Joe Pagan, Ph.D., founder and president of Kentucky Equine Research (KER), gave the first talk of the 17th KER Nutrition Conference. His talk, titled "Energetics: Choosing an Appropriate Fuel for the Performance Horse," emphasized the importance of energy selection for equine athletes. Horses can use various fuels to drive locomotion: fat, glucose, and glycogen from the liver and muscle.
Various factors affect the type of fuel used such as breed, exercise intensity and duration, type of feed, and time of feeding.Dietary sources of energy were reviewed with emphasis on carbohydrates: hydrolyzable group (simple sugars, sucrose, certain starches), rapidly fermentable group (pectin, galactan, and gums, which can be considered "beneficial;" and undigested starch from cereals and fructans from pasture, which can be considered "not beneficial"), and slowly fermentable group (plant fiber compounds).
Pagan also reviewed other energy sources. Protein supplies energy for a performance horse, but it is not an ideal fuel because it causes excessive production of body heat as well as a higher level of nitrogen in the urine, which can make stalls malodorous.
Fat as an energy source has increased in popularity over the last several years. Although it is not a usual part of the horse's natural diet, horses use added fat well. Benefits include increased density of a ration, improvement in hair coat, and, in some horses, a decrease in excitable behavior. Horses adapt well to fat as an energy source. Pagan cited a KER study in which horses performing endurance exercise became acclimated to a high-fat diet in five weeks.
Fats rich in omega-3 fatty acids are preferable to other fat sources. Benefits of omega-3 fatty acids include decreased body-wide inflammation, decreased osteroarthritis, decreased allergic hyperactivity, and increased bone formation, among others. Fish oil is the gold standard for providing omega-3 fatty acids to diets. Supplementation of omega-3 fatty acids may have a capacity to increase flexibility of red blood cell walls. Increased membrane fluidity might decrease the incidence of exercise-induced pulmonary hemorrhage.

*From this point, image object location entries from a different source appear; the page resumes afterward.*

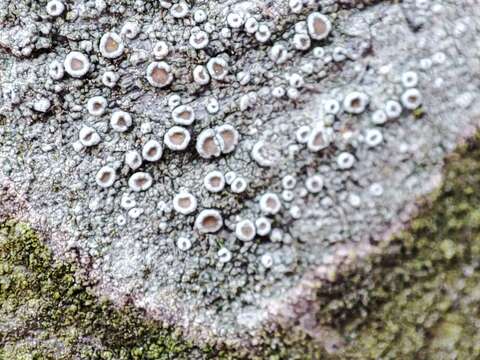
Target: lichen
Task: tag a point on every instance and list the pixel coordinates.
(420, 299)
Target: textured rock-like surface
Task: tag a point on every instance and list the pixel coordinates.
(310, 115)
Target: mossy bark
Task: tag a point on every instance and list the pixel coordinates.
(418, 300)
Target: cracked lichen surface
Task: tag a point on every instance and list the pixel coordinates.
(421, 302)
(342, 111)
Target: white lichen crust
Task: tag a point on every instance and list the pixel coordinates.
(216, 161)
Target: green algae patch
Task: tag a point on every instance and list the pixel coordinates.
(47, 312)
(420, 299)
(427, 305)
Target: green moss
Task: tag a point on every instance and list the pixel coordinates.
(420, 299)
(427, 306)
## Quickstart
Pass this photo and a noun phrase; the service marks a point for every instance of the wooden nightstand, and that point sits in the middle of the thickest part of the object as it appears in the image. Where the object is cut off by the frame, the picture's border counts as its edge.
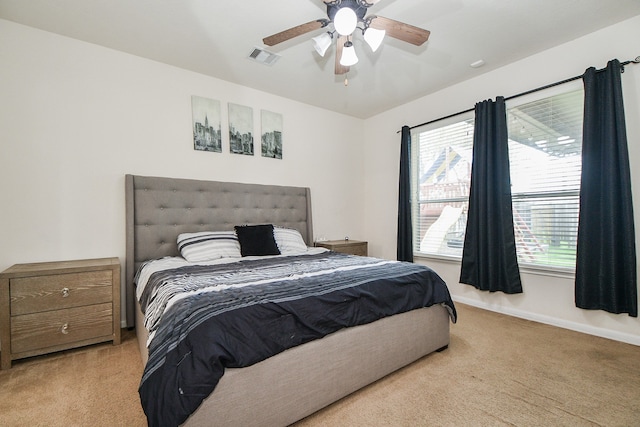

Pagan discussed feeding horses grain meals relative to time of exercise. Feeding grain two to three hours before exercise is undesirable. It is advisable to wait five hours after feeding grain before starting exercise.
Pagan reiterated the importance of meal size, feeding no more than five pounds of concentrate at one time. This reduces the risk of colic, laminitis, and hindgut acidosis. The absolute need for forage in the diet was underscored. An intake of 1.5-2% of body weight was recommended.